We identified that simultaneous HS do not increase postoperative complications, operation time, or perioperative mortality in patients with HCC and hypersplenism. Simultaneous splenectomy can increase postoperative white blood cell and platelet counts significantly, improve blood coagulation, reduce the incidence of postoperative bleeding, and enhance immunity.
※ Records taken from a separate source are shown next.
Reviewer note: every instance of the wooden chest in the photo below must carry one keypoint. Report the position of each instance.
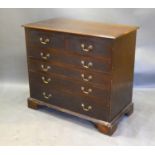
(82, 68)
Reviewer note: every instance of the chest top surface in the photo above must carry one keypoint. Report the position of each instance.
(89, 28)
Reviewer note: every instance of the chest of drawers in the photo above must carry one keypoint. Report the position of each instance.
(82, 68)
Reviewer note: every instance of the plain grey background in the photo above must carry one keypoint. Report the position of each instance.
(13, 67)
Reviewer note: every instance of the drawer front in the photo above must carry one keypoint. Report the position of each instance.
(45, 38)
(72, 73)
(49, 54)
(91, 46)
(68, 101)
(78, 88)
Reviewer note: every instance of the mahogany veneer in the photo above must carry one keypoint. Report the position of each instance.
(82, 68)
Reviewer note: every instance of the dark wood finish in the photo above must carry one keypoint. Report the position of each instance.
(55, 49)
(123, 69)
(105, 129)
(100, 46)
(73, 73)
(55, 56)
(58, 82)
(69, 101)
(33, 105)
(86, 28)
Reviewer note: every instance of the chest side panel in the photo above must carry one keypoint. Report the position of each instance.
(122, 73)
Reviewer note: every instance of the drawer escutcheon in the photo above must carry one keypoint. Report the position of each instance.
(84, 91)
(88, 49)
(44, 56)
(45, 69)
(90, 64)
(46, 81)
(86, 109)
(86, 79)
(44, 41)
(47, 96)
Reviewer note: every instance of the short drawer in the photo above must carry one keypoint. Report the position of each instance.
(100, 80)
(79, 88)
(68, 101)
(64, 57)
(91, 46)
(43, 38)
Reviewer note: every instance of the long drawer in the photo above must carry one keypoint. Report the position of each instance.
(68, 101)
(78, 88)
(65, 57)
(42, 38)
(89, 46)
(84, 45)
(85, 76)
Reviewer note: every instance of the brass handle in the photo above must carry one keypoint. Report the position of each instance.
(43, 56)
(86, 109)
(44, 41)
(47, 96)
(86, 79)
(46, 81)
(84, 91)
(90, 64)
(45, 69)
(88, 49)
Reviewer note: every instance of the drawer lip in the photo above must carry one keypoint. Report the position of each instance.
(71, 66)
(68, 101)
(102, 48)
(34, 47)
(90, 118)
(55, 39)
(106, 77)
(36, 77)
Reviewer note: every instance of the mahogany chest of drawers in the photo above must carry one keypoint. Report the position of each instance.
(82, 68)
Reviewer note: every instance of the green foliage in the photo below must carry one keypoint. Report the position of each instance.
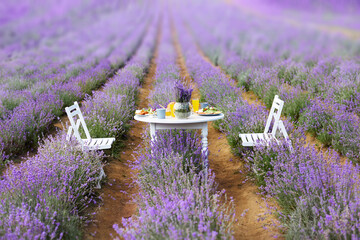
(294, 106)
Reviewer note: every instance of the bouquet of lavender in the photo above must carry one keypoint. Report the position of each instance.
(182, 93)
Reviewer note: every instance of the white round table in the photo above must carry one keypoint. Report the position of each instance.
(193, 122)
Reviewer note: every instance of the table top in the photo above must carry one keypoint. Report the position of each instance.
(194, 118)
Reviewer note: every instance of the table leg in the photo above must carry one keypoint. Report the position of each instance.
(204, 141)
(152, 131)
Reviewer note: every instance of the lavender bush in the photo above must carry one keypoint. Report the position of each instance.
(177, 200)
(43, 196)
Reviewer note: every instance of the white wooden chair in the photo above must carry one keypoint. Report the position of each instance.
(88, 143)
(250, 139)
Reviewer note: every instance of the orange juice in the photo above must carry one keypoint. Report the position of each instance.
(196, 104)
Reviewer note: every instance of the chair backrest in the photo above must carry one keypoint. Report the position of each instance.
(72, 112)
(275, 113)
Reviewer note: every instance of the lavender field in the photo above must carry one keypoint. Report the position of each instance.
(117, 56)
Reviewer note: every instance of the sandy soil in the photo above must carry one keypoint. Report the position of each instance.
(117, 193)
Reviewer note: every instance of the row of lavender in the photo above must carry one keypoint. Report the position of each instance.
(318, 75)
(33, 95)
(45, 196)
(317, 200)
(178, 197)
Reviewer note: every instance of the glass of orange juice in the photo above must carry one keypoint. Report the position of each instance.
(195, 103)
(172, 109)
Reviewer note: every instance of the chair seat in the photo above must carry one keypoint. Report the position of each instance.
(250, 139)
(98, 143)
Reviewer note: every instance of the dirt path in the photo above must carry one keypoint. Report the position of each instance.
(227, 168)
(117, 193)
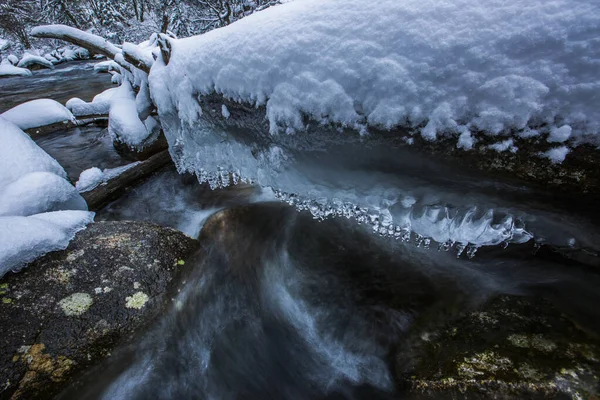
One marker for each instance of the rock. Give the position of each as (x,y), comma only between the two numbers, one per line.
(66,311)
(512,348)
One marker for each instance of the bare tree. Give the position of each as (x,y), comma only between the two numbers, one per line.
(15,18)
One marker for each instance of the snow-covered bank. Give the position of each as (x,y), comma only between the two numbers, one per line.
(11,70)
(37,113)
(439,67)
(458,73)
(40,211)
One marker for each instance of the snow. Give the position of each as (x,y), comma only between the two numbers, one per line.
(556,155)
(225,112)
(124,122)
(68,32)
(106,66)
(4,44)
(39,192)
(40,210)
(505,145)
(80,108)
(93,177)
(139,53)
(23,239)
(10,70)
(14,60)
(104,96)
(51,58)
(30,60)
(19,155)
(439,67)
(36,113)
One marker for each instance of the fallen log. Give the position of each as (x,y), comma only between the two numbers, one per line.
(44,130)
(94,43)
(137,58)
(116,187)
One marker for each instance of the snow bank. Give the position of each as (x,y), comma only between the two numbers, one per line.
(124,122)
(437,66)
(23,239)
(68,33)
(34,197)
(106,66)
(36,113)
(80,108)
(11,70)
(30,60)
(104,96)
(4,44)
(19,155)
(14,60)
(93,177)
(39,192)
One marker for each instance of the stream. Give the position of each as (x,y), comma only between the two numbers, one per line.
(283,301)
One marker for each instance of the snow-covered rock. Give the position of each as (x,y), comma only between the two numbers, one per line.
(106,66)
(14,60)
(4,44)
(80,108)
(104,96)
(10,70)
(51,58)
(36,113)
(30,60)
(39,192)
(23,239)
(19,155)
(93,177)
(437,66)
(40,211)
(124,123)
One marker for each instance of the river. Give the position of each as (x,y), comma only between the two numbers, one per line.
(278,304)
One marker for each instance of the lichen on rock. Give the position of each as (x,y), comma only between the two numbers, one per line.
(137,300)
(76,304)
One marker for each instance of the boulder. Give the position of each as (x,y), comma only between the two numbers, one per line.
(512,348)
(67,310)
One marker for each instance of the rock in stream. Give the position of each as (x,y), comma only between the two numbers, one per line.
(67,310)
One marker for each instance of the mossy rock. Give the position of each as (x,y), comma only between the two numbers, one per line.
(512,348)
(67,310)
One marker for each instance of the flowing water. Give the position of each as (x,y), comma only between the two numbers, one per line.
(319,298)
(74,79)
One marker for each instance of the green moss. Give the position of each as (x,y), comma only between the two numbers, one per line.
(76,304)
(538,342)
(137,300)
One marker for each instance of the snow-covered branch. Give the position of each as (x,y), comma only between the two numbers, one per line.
(95,44)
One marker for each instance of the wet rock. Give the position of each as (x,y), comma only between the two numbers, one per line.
(68,310)
(512,348)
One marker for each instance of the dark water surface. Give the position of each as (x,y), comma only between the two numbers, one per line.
(278,305)
(65,81)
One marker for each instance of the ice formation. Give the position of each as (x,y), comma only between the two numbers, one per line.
(11,70)
(436,66)
(23,239)
(30,60)
(93,177)
(506,69)
(40,211)
(36,113)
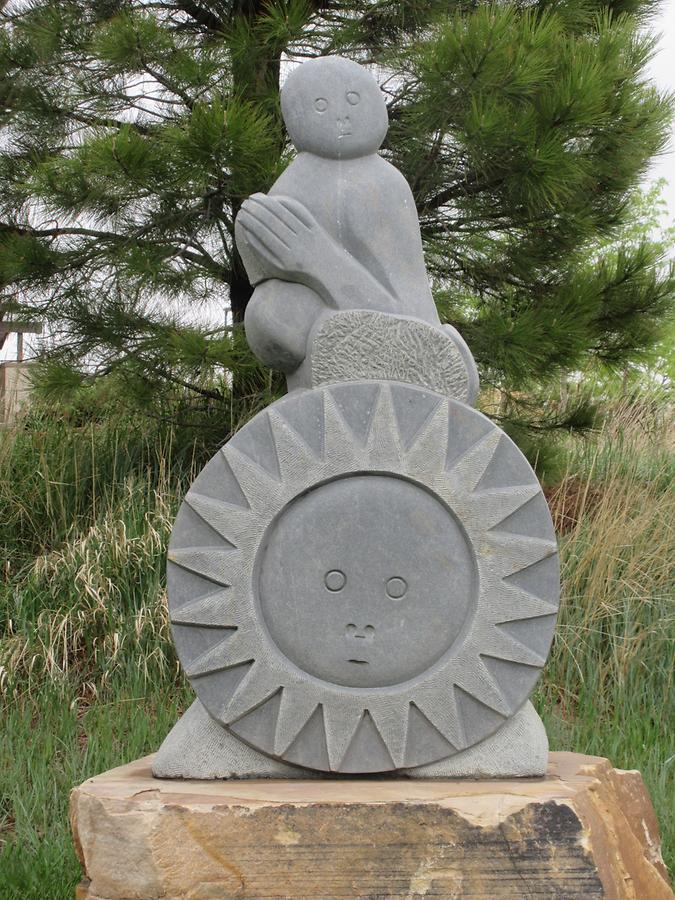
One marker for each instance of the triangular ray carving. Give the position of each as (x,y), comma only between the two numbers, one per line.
(192,530)
(258,726)
(214,658)
(534,633)
(229,523)
(256,441)
(464,433)
(507,467)
(214,610)
(540,579)
(516,680)
(306,417)
(213,565)
(413,409)
(479,720)
(478,682)
(296,708)
(217,480)
(356,404)
(532,519)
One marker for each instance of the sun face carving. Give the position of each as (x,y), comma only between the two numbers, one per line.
(364,579)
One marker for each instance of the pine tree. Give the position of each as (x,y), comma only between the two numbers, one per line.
(133,131)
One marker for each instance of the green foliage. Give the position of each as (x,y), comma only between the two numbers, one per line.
(132,132)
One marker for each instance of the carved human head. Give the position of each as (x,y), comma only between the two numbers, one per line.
(333,108)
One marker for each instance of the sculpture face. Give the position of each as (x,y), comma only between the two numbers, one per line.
(333,108)
(366,581)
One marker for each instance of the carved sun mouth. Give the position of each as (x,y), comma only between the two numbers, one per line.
(230,656)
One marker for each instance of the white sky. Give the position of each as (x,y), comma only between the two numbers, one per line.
(661,70)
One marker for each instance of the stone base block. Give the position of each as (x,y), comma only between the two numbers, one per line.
(584,830)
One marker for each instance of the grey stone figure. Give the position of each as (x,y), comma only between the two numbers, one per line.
(365,578)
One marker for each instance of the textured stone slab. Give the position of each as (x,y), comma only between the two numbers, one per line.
(586,830)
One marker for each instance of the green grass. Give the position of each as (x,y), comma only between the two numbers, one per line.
(89,677)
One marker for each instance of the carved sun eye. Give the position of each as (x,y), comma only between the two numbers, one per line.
(396,588)
(335,580)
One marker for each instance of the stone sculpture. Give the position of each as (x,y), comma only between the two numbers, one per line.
(365,578)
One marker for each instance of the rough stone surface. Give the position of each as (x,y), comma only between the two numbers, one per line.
(354,345)
(586,830)
(339,228)
(199,747)
(364,579)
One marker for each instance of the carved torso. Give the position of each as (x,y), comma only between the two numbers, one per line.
(367,207)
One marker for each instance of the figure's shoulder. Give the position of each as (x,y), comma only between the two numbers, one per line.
(296,174)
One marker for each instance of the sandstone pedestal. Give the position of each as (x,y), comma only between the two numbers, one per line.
(584,830)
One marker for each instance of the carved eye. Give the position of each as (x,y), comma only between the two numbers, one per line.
(335,580)
(396,588)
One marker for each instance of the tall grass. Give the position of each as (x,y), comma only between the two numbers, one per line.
(89,678)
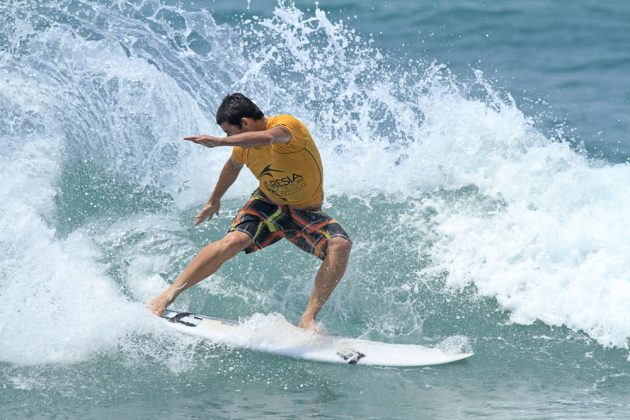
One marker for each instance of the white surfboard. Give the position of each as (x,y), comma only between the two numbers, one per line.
(274,334)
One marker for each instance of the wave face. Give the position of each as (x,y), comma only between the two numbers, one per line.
(465,216)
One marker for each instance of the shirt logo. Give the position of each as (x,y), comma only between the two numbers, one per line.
(267,171)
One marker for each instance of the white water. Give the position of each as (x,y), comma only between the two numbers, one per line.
(543,230)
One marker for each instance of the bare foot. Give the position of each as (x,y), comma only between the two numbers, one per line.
(158,304)
(310,324)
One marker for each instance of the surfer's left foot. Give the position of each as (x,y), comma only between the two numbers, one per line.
(158,304)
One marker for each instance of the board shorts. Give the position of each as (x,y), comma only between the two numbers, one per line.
(266,223)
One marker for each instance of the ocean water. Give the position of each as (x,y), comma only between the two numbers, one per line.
(477,153)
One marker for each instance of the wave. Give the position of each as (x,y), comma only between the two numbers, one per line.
(95,97)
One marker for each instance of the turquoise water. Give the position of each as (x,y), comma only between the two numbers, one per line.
(475,153)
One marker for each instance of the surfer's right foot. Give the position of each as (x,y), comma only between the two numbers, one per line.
(158,304)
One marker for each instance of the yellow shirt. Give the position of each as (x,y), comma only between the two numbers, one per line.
(291,173)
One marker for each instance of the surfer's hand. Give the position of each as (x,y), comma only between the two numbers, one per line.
(208,211)
(204,140)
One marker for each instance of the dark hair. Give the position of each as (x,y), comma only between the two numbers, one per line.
(235,107)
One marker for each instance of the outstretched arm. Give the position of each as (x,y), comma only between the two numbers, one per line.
(228,175)
(275,135)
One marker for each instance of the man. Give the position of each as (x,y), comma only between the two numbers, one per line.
(281,154)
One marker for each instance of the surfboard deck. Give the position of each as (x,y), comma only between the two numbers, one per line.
(273,334)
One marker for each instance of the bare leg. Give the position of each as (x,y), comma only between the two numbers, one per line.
(204,264)
(326,280)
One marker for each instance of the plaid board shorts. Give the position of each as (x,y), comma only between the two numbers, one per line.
(267,223)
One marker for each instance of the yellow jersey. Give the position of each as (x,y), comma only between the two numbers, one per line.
(290,173)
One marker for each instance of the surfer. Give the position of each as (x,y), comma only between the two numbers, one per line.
(281,154)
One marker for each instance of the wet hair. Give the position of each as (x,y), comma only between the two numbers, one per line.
(235,107)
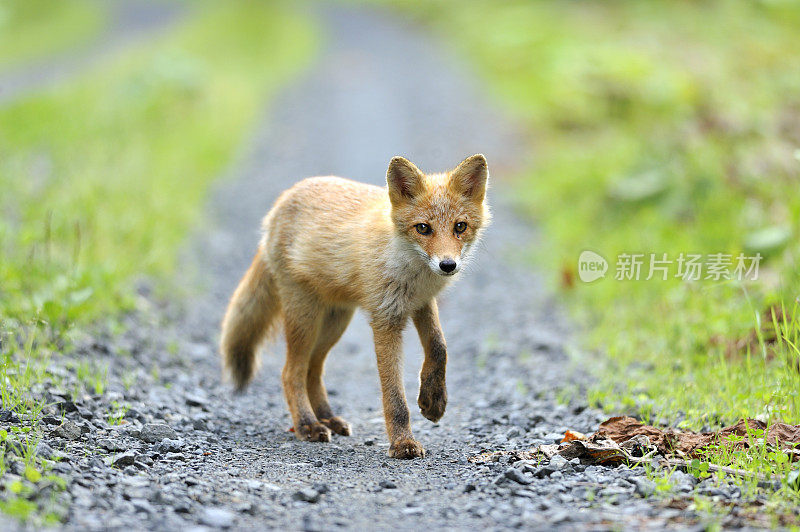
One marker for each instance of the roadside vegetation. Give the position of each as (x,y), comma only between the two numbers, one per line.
(103,176)
(32,29)
(664,128)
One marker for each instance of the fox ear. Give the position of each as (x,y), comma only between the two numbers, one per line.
(470,177)
(405,180)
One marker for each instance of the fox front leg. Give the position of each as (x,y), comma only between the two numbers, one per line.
(388,349)
(432,398)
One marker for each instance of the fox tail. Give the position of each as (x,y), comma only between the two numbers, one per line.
(250,317)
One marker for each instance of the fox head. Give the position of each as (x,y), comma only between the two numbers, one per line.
(441,215)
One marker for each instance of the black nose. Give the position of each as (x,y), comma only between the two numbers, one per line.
(447,265)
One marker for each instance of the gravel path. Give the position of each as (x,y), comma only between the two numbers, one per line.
(191,453)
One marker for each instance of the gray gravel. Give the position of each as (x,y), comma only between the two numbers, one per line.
(190,453)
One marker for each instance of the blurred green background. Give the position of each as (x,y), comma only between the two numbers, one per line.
(653,127)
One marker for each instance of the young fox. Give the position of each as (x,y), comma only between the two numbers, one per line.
(331,245)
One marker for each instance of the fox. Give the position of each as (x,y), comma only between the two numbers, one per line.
(331,245)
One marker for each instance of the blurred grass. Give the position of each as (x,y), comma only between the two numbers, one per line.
(30,29)
(103,177)
(659,127)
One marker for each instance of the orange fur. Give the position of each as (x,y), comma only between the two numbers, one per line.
(331,245)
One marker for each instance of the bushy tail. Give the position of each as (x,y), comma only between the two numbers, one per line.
(251,314)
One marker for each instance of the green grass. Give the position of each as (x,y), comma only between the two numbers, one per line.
(32,29)
(659,127)
(104,177)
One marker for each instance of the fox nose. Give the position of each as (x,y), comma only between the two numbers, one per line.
(447,265)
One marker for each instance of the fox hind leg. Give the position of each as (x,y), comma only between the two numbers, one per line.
(334,323)
(302,321)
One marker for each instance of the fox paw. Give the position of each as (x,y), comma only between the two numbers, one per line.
(432,401)
(313,432)
(405,449)
(337,425)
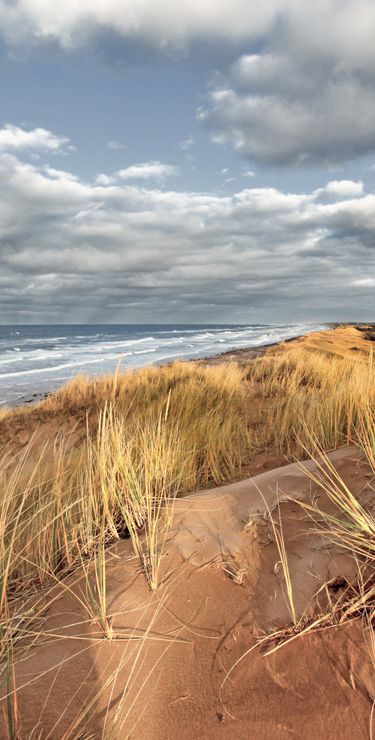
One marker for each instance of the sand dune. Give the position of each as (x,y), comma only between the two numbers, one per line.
(163,675)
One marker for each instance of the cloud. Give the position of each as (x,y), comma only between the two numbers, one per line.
(77,23)
(115,145)
(186,144)
(342,188)
(147,171)
(71,250)
(14,138)
(144,171)
(307,97)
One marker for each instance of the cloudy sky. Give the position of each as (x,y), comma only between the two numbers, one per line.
(213,162)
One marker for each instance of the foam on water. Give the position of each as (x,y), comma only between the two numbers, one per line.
(37,359)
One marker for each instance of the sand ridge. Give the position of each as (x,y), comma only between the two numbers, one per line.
(221,588)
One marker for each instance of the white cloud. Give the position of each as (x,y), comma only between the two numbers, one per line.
(73,23)
(144,171)
(147,171)
(67,247)
(186,144)
(115,145)
(308,96)
(343,188)
(14,138)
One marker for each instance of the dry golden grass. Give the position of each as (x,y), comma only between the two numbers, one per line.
(313,396)
(150,436)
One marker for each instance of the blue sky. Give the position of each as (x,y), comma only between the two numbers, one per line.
(189,165)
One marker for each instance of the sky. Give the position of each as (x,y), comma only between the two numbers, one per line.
(213,162)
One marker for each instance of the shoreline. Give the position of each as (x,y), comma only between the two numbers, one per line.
(239,355)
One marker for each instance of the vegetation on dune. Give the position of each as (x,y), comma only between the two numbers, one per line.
(152,435)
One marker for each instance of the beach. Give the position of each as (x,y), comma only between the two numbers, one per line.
(189,547)
(35,360)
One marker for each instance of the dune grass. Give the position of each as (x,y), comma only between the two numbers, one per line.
(312,395)
(150,436)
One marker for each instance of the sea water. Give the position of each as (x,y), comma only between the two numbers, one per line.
(37,359)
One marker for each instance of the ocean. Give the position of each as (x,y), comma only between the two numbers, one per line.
(37,359)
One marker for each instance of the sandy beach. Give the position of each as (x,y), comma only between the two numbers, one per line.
(181,560)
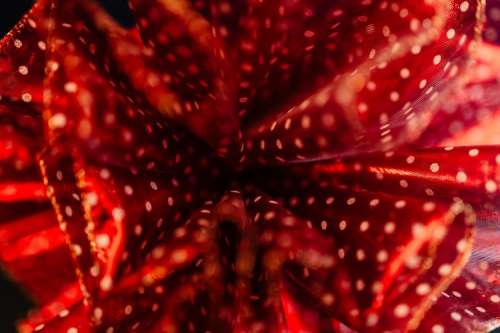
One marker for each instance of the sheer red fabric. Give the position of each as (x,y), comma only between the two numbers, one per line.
(253,166)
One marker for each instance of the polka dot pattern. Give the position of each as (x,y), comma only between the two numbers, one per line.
(251,166)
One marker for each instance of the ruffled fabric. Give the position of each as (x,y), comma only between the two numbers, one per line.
(253,166)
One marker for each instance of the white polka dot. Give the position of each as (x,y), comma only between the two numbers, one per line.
(401,310)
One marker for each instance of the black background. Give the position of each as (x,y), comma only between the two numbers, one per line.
(13,302)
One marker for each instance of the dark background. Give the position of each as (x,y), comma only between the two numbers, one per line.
(13,302)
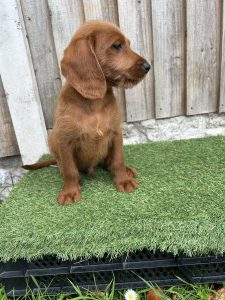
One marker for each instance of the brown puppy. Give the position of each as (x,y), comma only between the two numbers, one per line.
(88,119)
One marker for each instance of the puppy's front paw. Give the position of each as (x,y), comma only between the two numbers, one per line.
(131,171)
(126,184)
(69,195)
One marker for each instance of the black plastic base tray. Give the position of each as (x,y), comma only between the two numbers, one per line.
(162,269)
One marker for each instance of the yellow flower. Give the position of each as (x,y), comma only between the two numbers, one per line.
(131,295)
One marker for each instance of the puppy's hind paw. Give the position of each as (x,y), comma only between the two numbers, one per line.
(69,195)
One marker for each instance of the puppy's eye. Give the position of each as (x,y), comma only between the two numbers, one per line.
(117,46)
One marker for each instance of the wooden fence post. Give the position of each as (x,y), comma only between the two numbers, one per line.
(20,84)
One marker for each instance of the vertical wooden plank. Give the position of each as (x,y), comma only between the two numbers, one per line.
(203,35)
(8,142)
(104,10)
(38,28)
(135,22)
(19,83)
(66,18)
(222,81)
(168,36)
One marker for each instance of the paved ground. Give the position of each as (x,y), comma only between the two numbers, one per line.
(10,173)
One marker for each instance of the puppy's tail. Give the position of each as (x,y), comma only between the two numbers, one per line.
(39,165)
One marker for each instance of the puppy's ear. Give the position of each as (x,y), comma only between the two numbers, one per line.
(82,69)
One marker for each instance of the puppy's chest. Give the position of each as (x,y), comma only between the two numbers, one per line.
(97,126)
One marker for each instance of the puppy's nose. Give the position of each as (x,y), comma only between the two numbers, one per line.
(146,67)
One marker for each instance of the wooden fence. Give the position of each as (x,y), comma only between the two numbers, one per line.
(183,40)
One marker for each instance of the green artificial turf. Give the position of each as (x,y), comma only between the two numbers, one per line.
(179,206)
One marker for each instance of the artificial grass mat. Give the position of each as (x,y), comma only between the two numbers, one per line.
(178,207)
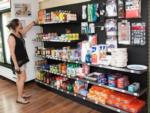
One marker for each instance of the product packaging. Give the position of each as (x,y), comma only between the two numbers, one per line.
(84,12)
(133,8)
(95,54)
(92,12)
(111,8)
(41,16)
(124,32)
(138,33)
(121,10)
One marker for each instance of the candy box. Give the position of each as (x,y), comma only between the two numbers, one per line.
(136,106)
(95,54)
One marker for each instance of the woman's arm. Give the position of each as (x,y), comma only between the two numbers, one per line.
(27,28)
(12,44)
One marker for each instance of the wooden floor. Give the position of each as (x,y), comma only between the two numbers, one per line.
(42,101)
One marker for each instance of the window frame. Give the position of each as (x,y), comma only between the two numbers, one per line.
(5,64)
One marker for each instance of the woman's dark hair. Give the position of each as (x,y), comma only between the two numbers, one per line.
(13,24)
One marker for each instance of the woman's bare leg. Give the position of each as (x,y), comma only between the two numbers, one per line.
(20,85)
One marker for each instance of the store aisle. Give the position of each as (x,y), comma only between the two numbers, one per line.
(42,101)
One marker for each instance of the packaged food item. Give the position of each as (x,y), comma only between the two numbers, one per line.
(121,10)
(41,16)
(84,28)
(138,33)
(99,94)
(111,33)
(134,87)
(95,54)
(79,85)
(124,32)
(122,82)
(112,79)
(133,8)
(136,106)
(84,10)
(92,12)
(111,8)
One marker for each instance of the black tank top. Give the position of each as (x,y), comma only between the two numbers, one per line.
(20,51)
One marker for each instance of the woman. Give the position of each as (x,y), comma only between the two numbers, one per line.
(19,56)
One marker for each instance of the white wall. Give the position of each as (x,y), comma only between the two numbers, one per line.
(29,44)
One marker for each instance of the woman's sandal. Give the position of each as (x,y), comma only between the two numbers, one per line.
(22,101)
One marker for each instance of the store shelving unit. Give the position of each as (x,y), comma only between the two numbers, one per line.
(60,41)
(138,93)
(98,66)
(136,55)
(82,97)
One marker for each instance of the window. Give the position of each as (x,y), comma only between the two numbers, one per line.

Therefore, HS is safe, effective, and feasible for patients with HCC and hypersplenism.

摘要

背景

本研究系统比较了同期肝切除术联合脾切除术(HS)与单纯肝切除术(H)治疗肝细胞癌(HCC)合并脾功能亢进患者的疗效和安全性。

方法

由两名独立研究人员对PubMed、Web of Science、Science Direct、EMBASE和Cochrane图书馆数据库进行系统检索,直至2015年3月31日,以确定相关研究。所有提取的文献均采用文献引用管理软件进行管理。使用改良的纽卡斯尔-渥太华量表判断对纳入研究进行质量评估。采用RevMan5.2软件进行数据分析。

结果

最终纳入分析的8项研究共761例HCC合并脾功能亢进患者(HS组360例,H组401例)。两组在术后并发症、围手术期死亡率、手术时间、5年生存率和输血需求等方面的结果无显著差异。HS组术中出血明显更多(平均差值[MD]57.15,95%置信区间[CI]18.83 - 95.46,P = 0.003),以及CD4/CD8比值(MD 0.69,95% CI 0.61 - 0.77,P < 0.00001)、CD4亚群、血小板计数(MD 213.06,95% CI 202.59 - 223.53,P < 0.0001)、白细胞计数(MD 4.85,95% CI 4.58 - 5.13,P < 0.0001)、干扰素-γ水平(MD 18.52,95% CI 13.93 - 23.11,P < 0.00001)和白细胞介素-2水平(MD 20.73,95% CI 16.05 - 25.41,P < 0.0001)。此外,HS组的CD8亚群(MD -7.85,95% CI -9.07,-6.63,P < 0.00001)和白细胞介素-10水平(MD -18.56,95% CI -22.61,-14.50,P < 0.00001)较低。

结论

我们发现同期HS不会增加HCC合并脾功能亢进患者的术后并发症、手术时间或围手术期死亡率。同期脾切除术可显著提高术后白细胞和血小板计数,改善凝血功能,降低术后出血发生率,并增强免疫力。因此,HS对于HCC合并脾功能亢进患者是安全、有效且可行的。